Scotland’s independence referendum has come and gone. Like they say in South Africa’s parliament: The Noes have it! But the secessionists have won all sorts of promises of powers to the Holyrood parliament which they could not have dreamt of ten years ago.
There are distinct political similarities between the Western Cape and Scotland. The Western Cape’s ethnic makeup is different to the rest of the country. Non-black people, if one can use such a pejorative term, constitute the majority. Whites are a sizeable minority compared to the rest of South Africa. Coloureds rather than blacks – I use the term black to mean African black – constitute a majority. In Scotland, the majority of the people look much like the English in England, speak the same language, but see themselves as an entirely distinct ethnic group.
Helen Zille, who some have compared with the late Baroness Margaret Thatcher, has carefully martialed the forces of opposition to the ANC in the province. Like the Scottish National Party at Holyrood, the Democratic Alliance dominates the legislature in Cape Town. The ruling party in the United Kingdom, the Conservative Party of David Cameron, has just one seat in the Scottish House of Commons. While the ANC is the largest minority party in the Western Cape, it has lost the status of government in the province and of the Cape Town metropolitan in the last eight years. The chances of the ANC returning to power doesn’t appear at all likely in the foreseeable future.

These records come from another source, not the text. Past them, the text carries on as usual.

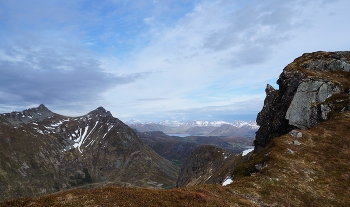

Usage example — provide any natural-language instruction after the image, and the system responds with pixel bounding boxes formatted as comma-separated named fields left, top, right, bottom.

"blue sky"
left=0, top=0, right=350, bottom=121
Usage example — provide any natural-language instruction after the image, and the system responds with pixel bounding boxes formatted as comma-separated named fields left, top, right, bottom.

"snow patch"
left=242, top=149, right=254, bottom=156
left=222, top=176, right=233, bottom=186
left=73, top=126, right=89, bottom=153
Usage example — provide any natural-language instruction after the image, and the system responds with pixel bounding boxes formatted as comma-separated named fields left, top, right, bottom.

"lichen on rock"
left=254, top=51, right=350, bottom=152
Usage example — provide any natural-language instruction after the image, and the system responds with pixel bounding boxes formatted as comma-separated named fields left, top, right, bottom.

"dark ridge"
left=88, top=106, right=112, bottom=117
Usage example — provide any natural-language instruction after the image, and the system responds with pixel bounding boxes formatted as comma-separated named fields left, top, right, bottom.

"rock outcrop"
left=254, top=51, right=350, bottom=152
left=0, top=105, right=179, bottom=200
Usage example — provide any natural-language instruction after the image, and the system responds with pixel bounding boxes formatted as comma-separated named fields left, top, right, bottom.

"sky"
left=0, top=0, right=350, bottom=122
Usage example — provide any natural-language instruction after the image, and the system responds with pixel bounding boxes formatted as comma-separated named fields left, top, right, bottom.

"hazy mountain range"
left=126, top=120, right=259, bottom=138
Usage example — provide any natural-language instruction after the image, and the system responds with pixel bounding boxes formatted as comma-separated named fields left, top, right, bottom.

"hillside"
left=1, top=52, right=350, bottom=207
left=0, top=105, right=178, bottom=200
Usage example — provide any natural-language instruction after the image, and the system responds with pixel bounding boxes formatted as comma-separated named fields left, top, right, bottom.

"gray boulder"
left=285, top=80, right=341, bottom=129
left=254, top=51, right=350, bottom=152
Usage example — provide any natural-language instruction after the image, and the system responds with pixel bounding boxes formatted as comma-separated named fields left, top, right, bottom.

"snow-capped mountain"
left=125, top=119, right=259, bottom=129
left=0, top=105, right=178, bottom=200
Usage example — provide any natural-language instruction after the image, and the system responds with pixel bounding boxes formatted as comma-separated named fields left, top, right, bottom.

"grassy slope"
left=0, top=112, right=350, bottom=206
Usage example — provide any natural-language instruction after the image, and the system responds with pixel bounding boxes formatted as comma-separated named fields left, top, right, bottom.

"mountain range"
left=126, top=120, right=259, bottom=138
left=0, top=51, right=350, bottom=207
left=0, top=105, right=178, bottom=200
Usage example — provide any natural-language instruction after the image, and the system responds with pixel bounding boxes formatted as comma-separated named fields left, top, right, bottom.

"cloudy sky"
left=0, top=0, right=350, bottom=121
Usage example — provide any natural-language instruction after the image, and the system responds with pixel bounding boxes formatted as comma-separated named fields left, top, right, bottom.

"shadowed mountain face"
left=0, top=52, right=350, bottom=207
left=0, top=105, right=178, bottom=199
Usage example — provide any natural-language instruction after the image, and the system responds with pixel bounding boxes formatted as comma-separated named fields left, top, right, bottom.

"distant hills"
left=0, top=105, right=179, bottom=200
left=126, top=120, right=259, bottom=138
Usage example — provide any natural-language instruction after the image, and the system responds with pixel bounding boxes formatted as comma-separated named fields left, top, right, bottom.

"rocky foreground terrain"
left=0, top=52, right=350, bottom=207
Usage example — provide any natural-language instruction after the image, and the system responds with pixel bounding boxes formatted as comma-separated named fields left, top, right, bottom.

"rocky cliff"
left=0, top=105, right=178, bottom=200
left=254, top=52, right=350, bottom=152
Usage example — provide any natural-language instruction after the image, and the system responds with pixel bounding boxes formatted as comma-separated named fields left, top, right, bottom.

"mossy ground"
left=0, top=112, right=350, bottom=206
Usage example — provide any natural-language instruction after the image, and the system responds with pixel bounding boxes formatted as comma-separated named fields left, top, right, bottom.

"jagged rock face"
left=0, top=105, right=178, bottom=200
left=254, top=51, right=350, bottom=152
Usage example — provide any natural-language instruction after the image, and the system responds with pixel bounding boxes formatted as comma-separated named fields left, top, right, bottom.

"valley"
left=0, top=51, right=350, bottom=207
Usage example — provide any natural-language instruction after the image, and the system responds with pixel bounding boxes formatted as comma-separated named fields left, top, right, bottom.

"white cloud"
left=0, top=0, right=350, bottom=119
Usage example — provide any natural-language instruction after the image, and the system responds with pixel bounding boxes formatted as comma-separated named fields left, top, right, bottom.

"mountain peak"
left=35, top=104, right=50, bottom=111
left=88, top=106, right=112, bottom=117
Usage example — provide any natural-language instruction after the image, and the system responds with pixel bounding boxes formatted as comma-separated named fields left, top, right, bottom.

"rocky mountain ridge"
left=0, top=52, right=350, bottom=207
left=255, top=51, right=350, bottom=152
left=0, top=105, right=178, bottom=199
left=177, top=52, right=350, bottom=192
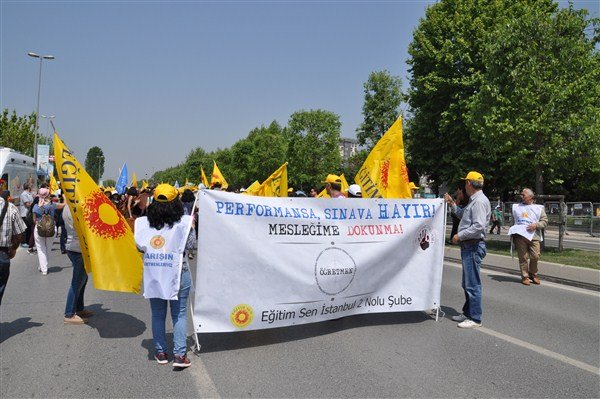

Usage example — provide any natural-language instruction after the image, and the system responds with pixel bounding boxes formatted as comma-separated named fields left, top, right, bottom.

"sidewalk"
left=444, top=245, right=600, bottom=291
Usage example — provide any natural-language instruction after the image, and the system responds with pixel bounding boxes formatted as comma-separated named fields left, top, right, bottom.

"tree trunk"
left=535, top=165, right=544, bottom=195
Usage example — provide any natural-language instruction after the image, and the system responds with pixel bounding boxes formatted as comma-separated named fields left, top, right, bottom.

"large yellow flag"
left=254, top=162, right=287, bottom=197
left=354, top=117, right=412, bottom=198
left=210, top=161, right=229, bottom=189
left=200, top=167, right=210, bottom=188
left=54, top=133, right=142, bottom=294
left=242, top=180, right=260, bottom=195
left=50, top=175, right=58, bottom=194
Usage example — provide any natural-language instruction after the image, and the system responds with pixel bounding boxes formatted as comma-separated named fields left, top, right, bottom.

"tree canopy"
left=85, top=146, right=104, bottom=183
left=356, top=71, right=405, bottom=150
left=406, top=0, right=600, bottom=197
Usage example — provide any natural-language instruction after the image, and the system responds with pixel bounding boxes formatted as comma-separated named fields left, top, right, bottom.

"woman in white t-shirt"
left=134, top=184, right=195, bottom=368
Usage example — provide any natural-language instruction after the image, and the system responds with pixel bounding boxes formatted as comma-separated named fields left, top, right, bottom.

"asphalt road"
left=487, top=231, right=600, bottom=251
left=0, top=242, right=600, bottom=398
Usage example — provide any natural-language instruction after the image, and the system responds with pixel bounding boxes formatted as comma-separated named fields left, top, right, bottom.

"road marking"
left=444, top=260, right=600, bottom=298
left=189, top=356, right=221, bottom=398
left=476, top=327, right=600, bottom=376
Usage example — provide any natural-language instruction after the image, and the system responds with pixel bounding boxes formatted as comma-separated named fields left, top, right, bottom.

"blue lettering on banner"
left=215, top=201, right=320, bottom=219
left=215, top=201, right=435, bottom=220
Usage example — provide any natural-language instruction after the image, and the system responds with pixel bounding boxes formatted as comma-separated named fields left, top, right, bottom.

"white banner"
left=194, top=190, right=445, bottom=333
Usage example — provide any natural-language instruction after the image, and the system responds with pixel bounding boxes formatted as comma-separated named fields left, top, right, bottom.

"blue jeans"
left=460, top=241, right=486, bottom=323
left=65, top=251, right=87, bottom=317
left=150, top=268, right=192, bottom=356
left=58, top=222, right=67, bottom=252
left=0, top=251, right=10, bottom=305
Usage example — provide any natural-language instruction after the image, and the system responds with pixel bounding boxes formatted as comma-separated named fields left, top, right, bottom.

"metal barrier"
left=448, top=201, right=600, bottom=237
left=544, top=202, right=600, bottom=237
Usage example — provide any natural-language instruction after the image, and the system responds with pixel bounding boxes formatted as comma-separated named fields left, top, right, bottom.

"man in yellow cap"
left=322, top=175, right=346, bottom=198
left=408, top=182, right=419, bottom=198
left=444, top=171, right=492, bottom=328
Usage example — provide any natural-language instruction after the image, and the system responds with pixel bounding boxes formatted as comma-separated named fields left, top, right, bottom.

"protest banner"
left=194, top=190, right=445, bottom=333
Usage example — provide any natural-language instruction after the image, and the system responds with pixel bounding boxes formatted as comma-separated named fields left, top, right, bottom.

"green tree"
left=405, top=0, right=516, bottom=197
left=0, top=108, right=35, bottom=156
left=85, top=146, right=104, bottom=183
left=467, top=2, right=600, bottom=197
left=356, top=71, right=404, bottom=150
left=407, top=0, right=600, bottom=198
left=286, top=109, right=342, bottom=188
left=231, top=121, right=287, bottom=187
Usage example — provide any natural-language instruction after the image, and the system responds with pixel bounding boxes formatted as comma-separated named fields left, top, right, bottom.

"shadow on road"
left=85, top=304, right=146, bottom=338
left=0, top=317, right=44, bottom=344
left=440, top=305, right=462, bottom=320
left=489, top=274, right=521, bottom=284
left=196, top=312, right=431, bottom=353
left=48, top=266, right=73, bottom=273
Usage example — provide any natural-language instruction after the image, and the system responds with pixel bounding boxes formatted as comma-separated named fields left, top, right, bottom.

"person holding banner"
left=322, top=175, right=346, bottom=198
left=32, top=187, right=67, bottom=276
left=62, top=206, right=93, bottom=324
left=134, top=184, right=196, bottom=368
left=444, top=171, right=492, bottom=328
left=508, top=188, right=548, bottom=285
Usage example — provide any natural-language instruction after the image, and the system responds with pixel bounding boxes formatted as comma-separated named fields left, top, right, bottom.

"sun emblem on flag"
left=379, top=158, right=390, bottom=188
left=229, top=303, right=254, bottom=328
left=83, top=191, right=128, bottom=240
left=150, top=236, right=165, bottom=249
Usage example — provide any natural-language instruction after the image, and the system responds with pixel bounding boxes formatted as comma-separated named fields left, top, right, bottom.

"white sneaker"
left=458, top=319, right=481, bottom=328
left=452, top=314, right=468, bottom=322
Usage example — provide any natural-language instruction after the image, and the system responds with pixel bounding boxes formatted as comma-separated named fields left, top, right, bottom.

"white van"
left=0, top=147, right=37, bottom=205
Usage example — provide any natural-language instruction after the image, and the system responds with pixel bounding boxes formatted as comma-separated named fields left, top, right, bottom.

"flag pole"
left=186, top=187, right=200, bottom=356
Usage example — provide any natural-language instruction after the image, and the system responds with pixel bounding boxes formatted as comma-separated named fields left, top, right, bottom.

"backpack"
left=37, top=211, right=56, bottom=237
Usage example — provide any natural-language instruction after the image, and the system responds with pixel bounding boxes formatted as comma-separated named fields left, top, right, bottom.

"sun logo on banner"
left=229, top=303, right=254, bottom=328
left=379, top=158, right=390, bottom=188
left=83, top=191, right=127, bottom=239
left=150, top=236, right=165, bottom=249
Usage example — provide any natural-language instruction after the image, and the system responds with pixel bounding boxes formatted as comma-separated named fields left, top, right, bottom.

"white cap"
left=348, top=184, right=362, bottom=196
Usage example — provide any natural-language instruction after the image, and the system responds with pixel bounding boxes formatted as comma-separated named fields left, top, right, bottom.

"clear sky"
left=0, top=0, right=598, bottom=180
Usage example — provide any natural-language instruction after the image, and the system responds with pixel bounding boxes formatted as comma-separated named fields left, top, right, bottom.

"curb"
left=444, top=247, right=600, bottom=291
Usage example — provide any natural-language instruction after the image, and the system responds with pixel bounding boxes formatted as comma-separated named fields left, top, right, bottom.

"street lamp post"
left=27, top=51, right=54, bottom=167
left=98, top=155, right=104, bottom=184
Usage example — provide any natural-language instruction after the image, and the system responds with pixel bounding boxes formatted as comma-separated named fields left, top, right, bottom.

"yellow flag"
left=254, top=162, right=287, bottom=197
left=54, top=133, right=142, bottom=294
left=317, top=189, right=331, bottom=198
left=354, top=117, right=412, bottom=198
left=200, top=167, right=210, bottom=188
left=210, top=161, right=229, bottom=189
left=242, top=180, right=260, bottom=195
left=50, top=175, right=58, bottom=194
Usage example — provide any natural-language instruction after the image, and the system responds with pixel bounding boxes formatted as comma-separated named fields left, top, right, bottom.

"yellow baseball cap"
left=461, top=170, right=483, bottom=183
left=153, top=183, right=179, bottom=202
left=321, top=175, right=342, bottom=184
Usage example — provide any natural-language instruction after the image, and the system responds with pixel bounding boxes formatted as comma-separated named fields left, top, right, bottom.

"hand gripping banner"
left=194, top=190, right=445, bottom=333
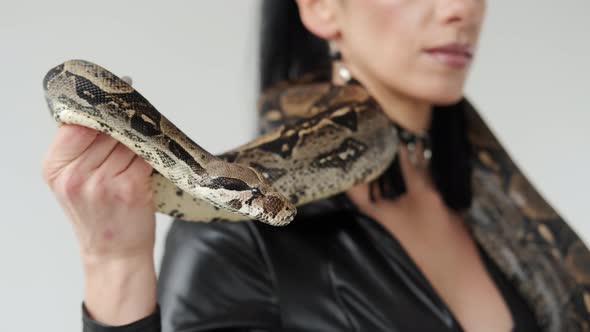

Like the Scottish National Party, the DA has been growing election after election in the last decade or so. The first major breakthrough was in Cape Town in 2006, when Zille swept aside the ANC to become mayor. In 2009, she swept aside Lynne Brown to become premier of the province. In the 2011 election the Western Cape swung heavily to the DA – an outright victory in Cape Town as well as in 11 of the 24 local municipalities in the province. The ANC won only the Beaufort West local municipality – with a one-seat majority – outright. The SNP has also been showing strong growth in the elections in Scotland over the last decade, winning an outright majority in the Scottish parliament in 2011. Interestingly it received 45.4 percent of the vote in that year, roughly what the Yes for Scotland vote was in the referendum earlier this month. With that vote it garnered an overall majority in the Scottish parliament with 69 of the 129 seats at Holyrood. It had however formed a minority government in 2007 in the Scottish Parliament with 32.9 percent of the vote.
Of course, the DA is not a nationalist party, not yet anyway. It is making significant electoral progress in the economic powerhouse of South Africa – Gauteng – and the withdrawal of the Western Cape would shrink its support in the National Assembly. It is also a huge question whether the Western Cape has the fiscal strength to go it alone. Then there is also the question, how would the province delink itself from the massive SOEs, including Eskom and Transnet. Would the Southern African Development Community allow the Republic of Zille to be part of it, let alone the African Union?
At present the issue isn’t even on the table, but regional secession as it would be in South Africa and nationalist secession as it would have been in Scotland, starts with the planting of the political seed.